Exceptions to the Final Rule

The requirements of the Final Rule do not apply to: (i) non-compete clauses that are entered into pursuant to the bona fide sale of (a) an entity, (b) a person’s ownership interest in an entity, or (c) all or substantially all of an entity’s assets; (ii) causes of action related to non-compete clauses that accrued prior to the effective date; and (iii) situations in which a person has a good-faith basis to believe that the Final Rule does not apply to their non-compete clause.

Challenges to the Final Rule

Lawsuits

The viability of the Final Rule was subject to question even before its publication as the two dissenting commissioners expressed their view that the rulemaking exceeds congressional authorization. Shortly after the publication of the Final Rule, multiple lawsuits were filed, challenging the FTC’s authority to adopt and enforce this rule. The first lawsuit, brought by Ryan, LLC alleges the Final Rule contravenes the FTC Act, violates the Constitution, and is arbitrary and capricious. The second lawsuit, brought by the US Chamber of Commerce and other business associations alleges that the Final Rule exceeds the FTC’s authority under Section 5 of the FTC Act, that Section 5 of the FTC Act violates the Constitution, and that the FTC lacks the authority to make retroactive regulations, among other claims. Additional legal challenges to the Final Rule have been, and will likely continue to be, brought against the FTC. At a minimum, these legal challenges, if successful, may affect the effective date of the Final Rule, and have the potential to completely overturn the Final Rule.

Political Changes

The outcome of the 2024 presidential election will likely impact the Final Rule and its enforcement.  A new President would have the power to appoint a new FTC Chair and will eventually be able to nominate new FTC Commissioners to replace other Commissioners as their terms expire (no more than three Commissioners may be from the same political party), with the next Commissioner’s term expiring in 2025.  The Final Rule is also currently eligible for repeal by Congress under an expedited procedure provided through the Congressional Review Act (CRA).  Due to time constraints imposed by the CRA, however, the current Congress would likely have to be the legislative body to overturn this Final Rule and would have to act fast.

Interplay with State Law

Prior to the publication of the Final Rule, non-compete clauses were historically governed by state law. Most states still allow non-compete clauses subject to limitations, including restrictions on their scope, geography, and duration. However, some states, including California, North Dakota, Oklahoma, and Minnesota recently banned non-compete agreements prior to the enactment of the Final Rule. In the publication of the Proposed Rule, the FTC cited the existing state law bans on non-compete agreements as “natural experiments” of the impact that this law will have on the economy.  The recent trend among state legislatures has been to increasingly restrict non-competes (27 states have revised their non-compete statutes in the last five years – including Colorado).

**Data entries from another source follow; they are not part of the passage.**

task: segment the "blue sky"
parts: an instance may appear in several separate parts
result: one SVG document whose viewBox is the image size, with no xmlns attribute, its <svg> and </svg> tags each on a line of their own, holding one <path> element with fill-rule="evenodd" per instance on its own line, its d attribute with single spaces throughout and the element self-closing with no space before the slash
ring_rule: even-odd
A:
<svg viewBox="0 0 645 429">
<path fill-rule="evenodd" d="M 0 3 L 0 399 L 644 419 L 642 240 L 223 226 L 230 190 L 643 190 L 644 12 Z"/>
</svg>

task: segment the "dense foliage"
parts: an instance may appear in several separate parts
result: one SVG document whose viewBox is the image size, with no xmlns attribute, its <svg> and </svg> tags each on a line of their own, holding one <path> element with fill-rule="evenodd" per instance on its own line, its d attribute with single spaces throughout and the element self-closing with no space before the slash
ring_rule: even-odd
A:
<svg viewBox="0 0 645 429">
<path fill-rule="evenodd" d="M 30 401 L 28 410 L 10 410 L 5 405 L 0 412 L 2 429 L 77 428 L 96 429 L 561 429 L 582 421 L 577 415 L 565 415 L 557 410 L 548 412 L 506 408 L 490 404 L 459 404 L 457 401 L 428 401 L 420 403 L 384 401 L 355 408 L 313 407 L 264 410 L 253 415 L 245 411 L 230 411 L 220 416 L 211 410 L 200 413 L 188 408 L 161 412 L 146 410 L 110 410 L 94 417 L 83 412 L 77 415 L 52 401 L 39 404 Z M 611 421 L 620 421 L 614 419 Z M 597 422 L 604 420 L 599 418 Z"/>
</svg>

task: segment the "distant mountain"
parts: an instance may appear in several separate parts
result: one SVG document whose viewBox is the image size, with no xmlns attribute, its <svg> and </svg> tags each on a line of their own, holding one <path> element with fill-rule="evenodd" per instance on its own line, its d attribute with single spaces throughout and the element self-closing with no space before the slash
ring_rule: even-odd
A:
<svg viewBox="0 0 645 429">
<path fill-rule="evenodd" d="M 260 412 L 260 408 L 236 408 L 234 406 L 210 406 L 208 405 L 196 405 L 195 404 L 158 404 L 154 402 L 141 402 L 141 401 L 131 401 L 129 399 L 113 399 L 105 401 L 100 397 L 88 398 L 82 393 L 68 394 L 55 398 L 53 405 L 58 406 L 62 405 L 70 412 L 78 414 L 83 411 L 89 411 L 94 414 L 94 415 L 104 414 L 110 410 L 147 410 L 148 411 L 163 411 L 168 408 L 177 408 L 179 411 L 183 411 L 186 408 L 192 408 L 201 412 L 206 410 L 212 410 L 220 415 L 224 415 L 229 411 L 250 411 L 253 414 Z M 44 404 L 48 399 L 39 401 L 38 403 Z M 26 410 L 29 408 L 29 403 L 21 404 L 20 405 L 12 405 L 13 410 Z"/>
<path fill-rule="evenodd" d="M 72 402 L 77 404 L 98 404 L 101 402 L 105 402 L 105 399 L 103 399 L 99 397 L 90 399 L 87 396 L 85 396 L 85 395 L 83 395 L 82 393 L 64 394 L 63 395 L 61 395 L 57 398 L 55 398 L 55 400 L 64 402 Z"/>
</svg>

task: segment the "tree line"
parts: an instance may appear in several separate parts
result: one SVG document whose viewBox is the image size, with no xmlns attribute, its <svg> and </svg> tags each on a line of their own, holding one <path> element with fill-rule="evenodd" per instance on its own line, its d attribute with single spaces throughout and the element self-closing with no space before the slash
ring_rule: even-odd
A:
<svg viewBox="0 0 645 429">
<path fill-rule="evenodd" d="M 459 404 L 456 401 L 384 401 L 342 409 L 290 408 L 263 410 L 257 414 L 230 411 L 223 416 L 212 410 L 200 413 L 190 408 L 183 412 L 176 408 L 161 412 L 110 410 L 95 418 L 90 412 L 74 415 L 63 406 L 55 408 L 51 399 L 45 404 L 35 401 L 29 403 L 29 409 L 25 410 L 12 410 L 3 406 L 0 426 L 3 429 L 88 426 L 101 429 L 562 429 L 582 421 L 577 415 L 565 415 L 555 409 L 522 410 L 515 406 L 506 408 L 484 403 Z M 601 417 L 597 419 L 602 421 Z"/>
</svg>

The passage of the Final Rule does not limit the enforcement of state laws that restrict non-compete covenants, provided that they do not conflict with the Final Rule.  In instances where state law does conflict with the Final Rule, the Final Rule will apply. Further, where state law provides stricter limitations on non-compete clauses that do not directly conflict with the Final Rule, the state law will apply.

Conclusion

While the Final Rule has potential to bring extensive change to the non-compete landscape, the true outcome will be unclear pending the ongoing legal challenges and possible political changes.  We will continue to monitor the Final Rule and the relevant challenges as they continue to play out.  In the meantime, employers are encouraged to be prepared for the Final Rule to take effect, take stock of their existing non-compete agreements, review and potentially refine their processes for departing employees, and otherwise revisit ways to increase employee loyalty and retention.